DANTE E GIOTTO A LA SPEZIA
La rassegna prende quindi il via con alcune raffigurazioni di epoca tardo-medievale, presentate quali testimonianza della cultura figurativa dell’epoca in aggiornamento rispetto al precedente linguaggio iconografico di retaggio stilistico bizantino, caratterizzato da figure statiche e ieratiche che connotavano la divinità come un’entità metafisica astratta, irraggiungibile e insondabile da parte dell’uomo. Infatti, tra XIII e XIV secolo, la Trinità cominciò a essere celebrata anche nella forma di Dio-fatto-uomo, diventando dunque intelligibile ed esperibile da tutta la comunità cristiana. A questo approccio al messaggio evangelico conseguì pertanto un inevitabile mutamento mediatico delle immagini sacre.

GIOTTO E IL CHIAROSCURO
Nella seconda sala è mostrata la novità stilistica del chiaroscuro introdotta da Giotto, presentando la Madonna con il Bambino (ultimo decennio del XIII secolo) ‒ attribuita a Cimabue, ma con interventi del suo talentuoso allievo ‒ e il Santo Stefano (1325-30 circa), con cui l’artista tradusse magistralmente questo aspetto della divinità partecipe della vita umana. Se già nella prima pala si vede il giovane Giotto sperimentare la resa naturalistica sulla figura del Cristo, nel Santo Stefano si osserva l’artista maturo che realizza una robusta raffigurazione del soggetto, caratterizzato da una salda plasticità e monumentalità della dalmatica, delle mani e del volto, realizzate grazie al sapiente uso della tecnica del chiaroscuro. Quale conferma del primato raggiunto, accanto alle opere alcune citazioni tratte dalla letteratura artistica e da Dante stesso invitano il pubblico a considerare la naturalezza e la verosimiglianza rese da Giotto nella raffigurazione dei soggetti sacri.

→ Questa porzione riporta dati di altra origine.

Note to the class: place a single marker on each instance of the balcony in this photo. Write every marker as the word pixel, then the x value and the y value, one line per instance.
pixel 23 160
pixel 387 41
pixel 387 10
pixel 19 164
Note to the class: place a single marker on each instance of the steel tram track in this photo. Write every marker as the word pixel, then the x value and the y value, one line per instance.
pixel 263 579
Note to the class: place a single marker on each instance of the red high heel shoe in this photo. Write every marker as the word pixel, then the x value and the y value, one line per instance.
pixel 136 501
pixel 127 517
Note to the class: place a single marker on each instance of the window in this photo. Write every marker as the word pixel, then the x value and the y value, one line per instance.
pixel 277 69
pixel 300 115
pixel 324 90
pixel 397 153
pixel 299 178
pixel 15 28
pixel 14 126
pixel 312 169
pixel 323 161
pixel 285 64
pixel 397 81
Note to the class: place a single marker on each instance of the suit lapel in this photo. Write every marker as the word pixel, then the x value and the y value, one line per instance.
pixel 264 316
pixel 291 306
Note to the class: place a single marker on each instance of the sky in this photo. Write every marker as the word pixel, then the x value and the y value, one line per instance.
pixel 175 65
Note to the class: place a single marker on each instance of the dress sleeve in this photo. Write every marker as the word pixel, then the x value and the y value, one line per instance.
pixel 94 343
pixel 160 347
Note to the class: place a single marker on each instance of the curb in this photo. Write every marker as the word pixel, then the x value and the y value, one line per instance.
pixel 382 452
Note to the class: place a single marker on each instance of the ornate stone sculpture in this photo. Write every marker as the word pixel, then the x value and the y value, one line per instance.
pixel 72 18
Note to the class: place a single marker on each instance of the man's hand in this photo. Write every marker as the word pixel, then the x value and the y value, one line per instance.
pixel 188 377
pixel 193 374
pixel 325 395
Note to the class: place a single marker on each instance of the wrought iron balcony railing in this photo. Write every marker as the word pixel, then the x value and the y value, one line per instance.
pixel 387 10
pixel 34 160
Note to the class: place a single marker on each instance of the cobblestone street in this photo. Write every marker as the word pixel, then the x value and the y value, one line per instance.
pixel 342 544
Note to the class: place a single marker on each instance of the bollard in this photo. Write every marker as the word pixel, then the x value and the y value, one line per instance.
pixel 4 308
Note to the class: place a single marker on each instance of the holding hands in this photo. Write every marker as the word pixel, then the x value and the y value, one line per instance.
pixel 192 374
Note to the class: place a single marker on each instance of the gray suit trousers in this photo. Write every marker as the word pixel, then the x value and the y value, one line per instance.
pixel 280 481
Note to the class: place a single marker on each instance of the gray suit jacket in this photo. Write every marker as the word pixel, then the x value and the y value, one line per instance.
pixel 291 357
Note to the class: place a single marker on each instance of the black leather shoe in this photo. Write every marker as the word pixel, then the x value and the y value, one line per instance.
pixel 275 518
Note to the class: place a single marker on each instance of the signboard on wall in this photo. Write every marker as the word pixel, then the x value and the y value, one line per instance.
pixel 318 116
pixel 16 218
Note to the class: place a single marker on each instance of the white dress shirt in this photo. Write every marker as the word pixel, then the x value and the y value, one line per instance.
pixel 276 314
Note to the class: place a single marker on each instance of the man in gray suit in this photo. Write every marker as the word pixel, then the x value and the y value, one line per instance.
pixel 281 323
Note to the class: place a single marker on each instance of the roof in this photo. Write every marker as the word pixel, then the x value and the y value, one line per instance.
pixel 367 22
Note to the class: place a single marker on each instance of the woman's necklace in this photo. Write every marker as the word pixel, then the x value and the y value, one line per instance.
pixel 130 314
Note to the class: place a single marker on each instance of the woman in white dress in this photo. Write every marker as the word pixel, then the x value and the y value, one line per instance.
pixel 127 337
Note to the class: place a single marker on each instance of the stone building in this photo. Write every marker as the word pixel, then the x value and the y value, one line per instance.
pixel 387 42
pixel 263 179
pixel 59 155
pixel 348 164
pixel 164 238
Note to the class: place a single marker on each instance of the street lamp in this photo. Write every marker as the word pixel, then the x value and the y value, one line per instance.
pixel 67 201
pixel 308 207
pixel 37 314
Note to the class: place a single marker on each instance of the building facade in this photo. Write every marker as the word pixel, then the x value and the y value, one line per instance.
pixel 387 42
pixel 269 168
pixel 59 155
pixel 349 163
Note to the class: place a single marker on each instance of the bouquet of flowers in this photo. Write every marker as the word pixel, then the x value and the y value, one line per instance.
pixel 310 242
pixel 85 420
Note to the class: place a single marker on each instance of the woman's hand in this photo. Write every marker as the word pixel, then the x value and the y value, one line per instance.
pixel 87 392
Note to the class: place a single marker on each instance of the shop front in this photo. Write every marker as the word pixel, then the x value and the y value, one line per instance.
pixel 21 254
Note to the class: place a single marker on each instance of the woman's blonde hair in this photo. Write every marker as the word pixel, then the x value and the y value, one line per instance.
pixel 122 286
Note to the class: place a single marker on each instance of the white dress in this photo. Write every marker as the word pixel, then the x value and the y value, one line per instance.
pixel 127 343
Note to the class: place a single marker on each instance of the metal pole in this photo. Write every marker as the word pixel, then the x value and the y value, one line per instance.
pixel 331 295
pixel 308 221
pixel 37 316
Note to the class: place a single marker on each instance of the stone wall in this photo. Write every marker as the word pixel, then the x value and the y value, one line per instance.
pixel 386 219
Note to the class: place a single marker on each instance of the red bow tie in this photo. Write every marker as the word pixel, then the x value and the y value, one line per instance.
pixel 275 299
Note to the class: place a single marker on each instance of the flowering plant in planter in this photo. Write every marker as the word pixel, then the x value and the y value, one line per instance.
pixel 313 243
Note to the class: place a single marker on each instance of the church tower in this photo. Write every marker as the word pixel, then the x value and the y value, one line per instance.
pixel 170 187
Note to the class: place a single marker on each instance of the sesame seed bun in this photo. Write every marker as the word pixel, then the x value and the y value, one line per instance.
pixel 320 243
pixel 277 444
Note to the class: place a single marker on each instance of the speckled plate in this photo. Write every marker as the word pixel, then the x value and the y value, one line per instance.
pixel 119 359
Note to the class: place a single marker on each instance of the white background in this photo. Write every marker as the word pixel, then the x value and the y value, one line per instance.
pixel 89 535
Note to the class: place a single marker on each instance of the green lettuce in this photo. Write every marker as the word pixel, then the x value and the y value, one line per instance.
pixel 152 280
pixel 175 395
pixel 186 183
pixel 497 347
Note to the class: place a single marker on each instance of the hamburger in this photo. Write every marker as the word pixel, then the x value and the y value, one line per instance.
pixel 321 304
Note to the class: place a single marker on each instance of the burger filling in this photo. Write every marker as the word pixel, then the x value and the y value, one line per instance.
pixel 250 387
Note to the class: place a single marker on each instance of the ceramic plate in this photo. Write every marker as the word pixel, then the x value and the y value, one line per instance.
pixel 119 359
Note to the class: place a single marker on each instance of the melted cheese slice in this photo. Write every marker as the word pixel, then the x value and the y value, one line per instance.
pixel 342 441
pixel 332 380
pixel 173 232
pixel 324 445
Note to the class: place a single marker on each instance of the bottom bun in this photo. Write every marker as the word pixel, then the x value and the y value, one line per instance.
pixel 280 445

LE PAROLE DI DANTE ALIGHIERI
Particolarmente vistoso e scenografico è il passo del canto dantesco riportato lungo il soffitto della sala, che funge non solamente da collante per l’intero percorso espositivo, ma sottolinea anche l’effettiva affinità tra il messaggio letterario e quello figurativo dei due autori. L’ultima sala è dedicata alle edizioni della Commedia dantesca illustrate e ai volumi miniati di uso liturgico, i cui motivi decorativi sono desunti dalle novità giottesche.